- Country: Russia
- Location: Kamchatka Peninsula
- Coordinates: 51°27′55″N 156°48′42″E﻿ / ﻿51.46528°N 156.81167°E
- Status: Operational
- Commission date: 1966
- Owner: RusHydro

Geothermal power station
- Type: Flash steam
- Min. source temp.: 190 °C (374 °F)
- Wells: 10 in use
- Combined cycle?: Yes
- Cogeneration?: Yes

Power generation
- Nameplate capacity: 14.5 MW;

= Pauzhetskaya power station =

Geothermal power plant in Kamchatka, Russia

The Pauzhetskaya power station is located in the southwestern part of the Kamchatka Peninsula, 30 km east of Ozernovskij settlement, located on the coast of the Okhotsk Sea. The geothermal power plant was put into operation in 1966. The power plant has two 6 MW direct-cycle turbines and one 2.5 MW binary-cycle turbine. The first steam turbine is designed for an inlet pressure of 1.2 bars and a steam flow rate of 24.2 kg/s. The second steam turbine is designed for an inlet pressure of 2.2 bars and a steam flow rate of 25.8 kg/s. The binary turbine is designed for a separated water flow rate of 118 kg/s at 120 °C. Presently, one steam turbine is in operation, while the other steam turbine is a reserve.

==Power plant==
At the time of putting the plant into operation, its installed capacity was only 5 MW; it was two turbogenerator units with 2.5-MW MK-2.5 condensing turbines manufactured by the Kaluga Turbine Plant (1964) and turbo-generators of T2-2.5 type -2 production Lysvenskogo turbogenerator plant (1964 year of release). By 1980, the installed capacity reached 11 MW.

In 2006, the first turbogenerator plant was reconstructed (new equipment was installed—a 6 MW steam turbine of the type GTPA-631 produced by OAO Kirovsky Zavod and a turbogenerator of the T-6-2U type produced by JSC Privod in Lysva). In early 2009, the TG-2 (MK-2,5) was decommissioned due to complete physical deterioration and the inability to continue operation.

The installed capacity of the power plant at the end of 2010 is 12.0 MW. Generation of electricity is carried out with the help of turbines operating on the geothermal steam of the Pauzhetskoye (Kambal) hydrothermal field. The available capacity of the power plant is 6.0 MW and is limited by the amount of geothermal steam supplied.

In 2010, reconstruction began to increase the capacity of the power plant to 14.5 MW (the project "Establishment of a pilot binary power unit with a capacity of 2.5 MW"). In July 2011, the main work was completed on installing the unit's equipment, laying additional pipes from the wells of the Pauzhetskoye field, and laying water conduits for cooling (total length ≈ 3600 m). The new block was planned to be launched in 2011.

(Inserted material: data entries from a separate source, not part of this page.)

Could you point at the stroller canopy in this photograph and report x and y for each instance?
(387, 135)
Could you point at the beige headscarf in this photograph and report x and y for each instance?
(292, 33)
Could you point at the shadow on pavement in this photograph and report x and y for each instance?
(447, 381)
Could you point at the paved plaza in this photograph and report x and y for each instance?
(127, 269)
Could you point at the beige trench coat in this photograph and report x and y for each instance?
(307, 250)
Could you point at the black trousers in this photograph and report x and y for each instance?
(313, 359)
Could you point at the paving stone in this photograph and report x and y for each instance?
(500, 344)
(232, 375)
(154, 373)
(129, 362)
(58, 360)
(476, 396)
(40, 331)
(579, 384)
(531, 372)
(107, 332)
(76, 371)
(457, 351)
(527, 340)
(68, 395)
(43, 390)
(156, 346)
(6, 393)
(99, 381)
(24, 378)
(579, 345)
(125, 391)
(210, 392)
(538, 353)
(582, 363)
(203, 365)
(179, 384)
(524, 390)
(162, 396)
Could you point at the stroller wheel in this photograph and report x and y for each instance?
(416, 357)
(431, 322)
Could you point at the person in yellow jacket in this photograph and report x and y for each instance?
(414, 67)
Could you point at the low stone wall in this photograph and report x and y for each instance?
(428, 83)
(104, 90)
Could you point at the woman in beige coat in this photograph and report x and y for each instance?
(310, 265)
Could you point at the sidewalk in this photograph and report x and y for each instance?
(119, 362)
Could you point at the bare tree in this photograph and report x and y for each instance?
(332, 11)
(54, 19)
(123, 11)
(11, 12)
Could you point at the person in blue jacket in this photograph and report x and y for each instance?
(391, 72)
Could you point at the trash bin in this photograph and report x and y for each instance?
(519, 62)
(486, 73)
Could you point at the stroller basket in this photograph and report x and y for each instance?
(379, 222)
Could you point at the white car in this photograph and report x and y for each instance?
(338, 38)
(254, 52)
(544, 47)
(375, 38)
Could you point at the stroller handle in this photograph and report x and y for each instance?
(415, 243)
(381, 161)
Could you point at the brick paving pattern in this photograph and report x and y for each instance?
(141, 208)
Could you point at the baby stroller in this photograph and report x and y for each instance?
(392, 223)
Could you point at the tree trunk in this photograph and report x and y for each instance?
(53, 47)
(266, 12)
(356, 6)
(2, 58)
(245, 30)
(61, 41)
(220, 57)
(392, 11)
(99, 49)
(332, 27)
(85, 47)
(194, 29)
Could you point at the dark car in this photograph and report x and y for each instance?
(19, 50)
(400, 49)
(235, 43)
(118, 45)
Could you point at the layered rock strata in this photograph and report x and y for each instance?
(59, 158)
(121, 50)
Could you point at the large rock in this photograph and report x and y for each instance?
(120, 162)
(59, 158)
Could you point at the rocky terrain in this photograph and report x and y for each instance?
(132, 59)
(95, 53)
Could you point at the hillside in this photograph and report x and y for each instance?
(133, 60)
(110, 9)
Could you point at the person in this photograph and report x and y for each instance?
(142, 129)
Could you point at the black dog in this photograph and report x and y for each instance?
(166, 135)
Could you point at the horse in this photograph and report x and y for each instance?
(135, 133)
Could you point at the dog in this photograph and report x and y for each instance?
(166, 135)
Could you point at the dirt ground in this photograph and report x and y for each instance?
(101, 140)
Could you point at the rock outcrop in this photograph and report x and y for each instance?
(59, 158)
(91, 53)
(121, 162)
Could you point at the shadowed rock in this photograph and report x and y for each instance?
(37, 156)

On 1 January 2006, the power plant was separated from OJSC Kamchatskenergo and began operating as an independent legal entity—OJSC Pauzhetskaya GeoPP. Since December 28, 2009, JSC Pauzhetskaya GeoPP is a member of JSC RusHydro Holding: JSC Geoterm (SDO of JSC RusHydro) owns 100% of the ordinary registered shares of JSC Pauzhetskaya GeoPP.

==Geothermal reservoir==
The geothermal reservoir contains water with a temperature of about 190 °C. Proven steam resources of the Pauzhetska field are 35.5 kg/s (steam-water mixture—424.5 kg/s). This steam-water mixture is produced from 10 wells.